Ask the Experts The question: What is a rough guideline on how often a district manager needs to visit a site to maintain good operations?
John R. Grady, President, Ninety-Nine Restaurant & Pub
This is probably a question we all still wrestle with and the reason is that there is not a set answer. It all depends on the strength of the management team in place in each restaurant, how much day-to-day direction they need and how much they can be self-directed. Even though we are very tight geographically (of the 109 restaurants, 100 of them are under 2 1/2 hours from our home office), we still have our operations people schedule their visits as if they had to get on a plane to fly there. That way they dedicate a significant amount of time to ensure their visit has impact. How often they need to follow up is based on how comfortable the ops person feels they are in phone follow-up vs. seeing for their own eyes. It really comes down to strength of staff.
Todd Graves, Chairman and CEO, Raising Cane’s
At Raising Cane’s, our district managers supervise four to six stores, depending on the distance between stores, and they strive to visit their stores in person at least twice a week. Then we have remote viewing of cameras placed in our restaurants that can be viewed by our DMs’ laptops. And a lot of phone conversations with their general managers. For stores that are located within close proximity to each other, DMs visit their stores in person over three times a week.
Harry Bond, President, Monical Pizza Corp.
From my experience, the guideline is based not on some predetermined frequency pattern but on the needs and circumstances of individual restaurants and their management.

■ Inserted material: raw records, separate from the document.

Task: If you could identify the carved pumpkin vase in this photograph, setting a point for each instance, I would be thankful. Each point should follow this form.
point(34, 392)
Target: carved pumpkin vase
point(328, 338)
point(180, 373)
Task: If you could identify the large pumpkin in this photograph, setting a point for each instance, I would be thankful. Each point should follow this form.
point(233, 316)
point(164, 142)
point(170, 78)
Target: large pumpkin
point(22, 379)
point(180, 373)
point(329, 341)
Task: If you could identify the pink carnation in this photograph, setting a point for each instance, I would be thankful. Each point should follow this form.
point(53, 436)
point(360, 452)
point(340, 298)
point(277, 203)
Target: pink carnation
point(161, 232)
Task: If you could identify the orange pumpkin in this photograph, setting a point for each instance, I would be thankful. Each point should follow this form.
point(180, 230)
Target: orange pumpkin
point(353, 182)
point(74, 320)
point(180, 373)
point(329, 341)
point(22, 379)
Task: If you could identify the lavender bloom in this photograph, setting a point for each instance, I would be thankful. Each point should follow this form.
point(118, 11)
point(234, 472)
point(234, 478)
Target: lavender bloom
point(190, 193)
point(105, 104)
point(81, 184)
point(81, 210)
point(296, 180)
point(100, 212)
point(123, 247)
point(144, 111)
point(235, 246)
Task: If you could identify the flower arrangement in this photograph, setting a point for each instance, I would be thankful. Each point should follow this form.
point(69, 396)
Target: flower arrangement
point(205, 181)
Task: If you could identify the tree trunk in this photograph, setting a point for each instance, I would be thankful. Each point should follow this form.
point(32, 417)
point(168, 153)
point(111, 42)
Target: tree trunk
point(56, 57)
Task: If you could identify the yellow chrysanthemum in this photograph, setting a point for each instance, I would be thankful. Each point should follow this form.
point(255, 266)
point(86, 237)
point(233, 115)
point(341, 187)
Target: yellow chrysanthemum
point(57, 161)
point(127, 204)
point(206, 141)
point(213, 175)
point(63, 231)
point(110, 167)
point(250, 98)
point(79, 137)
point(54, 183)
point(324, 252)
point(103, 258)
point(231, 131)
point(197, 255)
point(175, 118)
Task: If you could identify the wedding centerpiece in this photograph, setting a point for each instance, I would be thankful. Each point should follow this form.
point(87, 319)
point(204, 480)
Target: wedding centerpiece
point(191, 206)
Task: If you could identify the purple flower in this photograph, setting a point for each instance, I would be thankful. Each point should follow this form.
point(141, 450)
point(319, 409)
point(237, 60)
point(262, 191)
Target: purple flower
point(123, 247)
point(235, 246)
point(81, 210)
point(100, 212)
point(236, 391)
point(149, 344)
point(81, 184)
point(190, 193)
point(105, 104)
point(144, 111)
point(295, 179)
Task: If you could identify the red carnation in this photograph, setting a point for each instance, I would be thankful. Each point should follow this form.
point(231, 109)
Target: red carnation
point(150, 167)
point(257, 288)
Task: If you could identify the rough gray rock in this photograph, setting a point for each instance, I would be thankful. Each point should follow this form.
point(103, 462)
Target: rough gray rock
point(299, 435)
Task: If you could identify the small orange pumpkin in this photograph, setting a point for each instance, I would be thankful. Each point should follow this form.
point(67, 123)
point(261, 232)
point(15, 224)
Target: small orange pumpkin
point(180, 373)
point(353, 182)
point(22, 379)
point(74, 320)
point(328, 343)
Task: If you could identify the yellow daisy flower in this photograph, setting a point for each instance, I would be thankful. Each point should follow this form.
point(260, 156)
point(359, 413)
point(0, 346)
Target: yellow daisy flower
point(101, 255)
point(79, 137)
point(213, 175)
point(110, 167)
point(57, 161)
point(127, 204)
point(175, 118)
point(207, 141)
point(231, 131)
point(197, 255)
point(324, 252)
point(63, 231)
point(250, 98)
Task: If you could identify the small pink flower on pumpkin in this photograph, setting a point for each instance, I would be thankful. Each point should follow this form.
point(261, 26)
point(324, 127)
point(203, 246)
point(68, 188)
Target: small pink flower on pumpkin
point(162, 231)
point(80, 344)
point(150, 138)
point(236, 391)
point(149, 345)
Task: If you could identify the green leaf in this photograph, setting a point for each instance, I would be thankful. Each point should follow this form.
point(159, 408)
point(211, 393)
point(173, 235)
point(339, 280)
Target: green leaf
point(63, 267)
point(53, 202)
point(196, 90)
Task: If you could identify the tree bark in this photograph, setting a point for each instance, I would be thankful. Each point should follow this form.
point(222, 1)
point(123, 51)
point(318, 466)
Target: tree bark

Just as the coach of a sports team directs their attention to the areas most likely to impact a victory, a district manager should be directing their time and attention to the restaurants where they can make the most effective impact on achieving their company’s goals. With a new manager in one location, the DM might spend an entire week in that location observing their skills and leadership style. With an experienced management team or a certified training restaurant, the DM might visit quite infrequently.
Visit frequency and intensity can also be impacted by special events that occur over the course of a year. Is a new menu being introduced? Has a restaurant experienced higher-than-expected turnover rates in hourly team members due to seasonal events like end of the school year? Is this a holiday season where business increases greatly with more requests for time off from employees? This is a great place for a DM to visit more, stay longer and interact to support a crew under stress.
Simply defining a DM visit schedule as one of so many times per restaurant in a month, or each week is no different than the coach of any sports team spending the same amount of time with each player every practice. Not only in practice, but even during the game, the coach will and must shift focus. This is exactly what the DM should be doing in their position as the restaurant coach for the teams in their designated area. It’s a very difficult, complex, yet if done correctly, very rewarding weekly decision.
Aaron Kennedy, Chairman and CEO, Noodles & Co.
It is my expectation that our district managers (those who provide leadership support to five to nine restaurants) would visit them in search of coaching moments, to participate in working a shift and observe/evaluate performance on a weekly basis (one or two times)…in general. More often if a restaurant has a manager in training, is underperforming expectations or has a manager who is on a performance-improvement plan.
Sandee Pritchard, Chief People Officer, Donatos Pizza
It isn’t frequency of visits or quantity as much as it is the quality of coaching while in the store. At Donatos Pizza, we are reducing the span of control of the district supervisor over time to the industry average of seven units. Spending quality time once every 10 days (more or less) is most efficient with seven or more stores.
The drive-by visit or ‘how many of my stores can I visit in a day’ is a strategy of the past. Spending four or more hours in the store helps the supervisor truly see what’s going on in the operation and be able to coach the management team on corrective actions and compliment them on what is going well. Even Jane Abell, Donatos’ COO, spends quality time in each store when touring. She sits down with the management team, while a district supervisor from another district oversees the operation for them.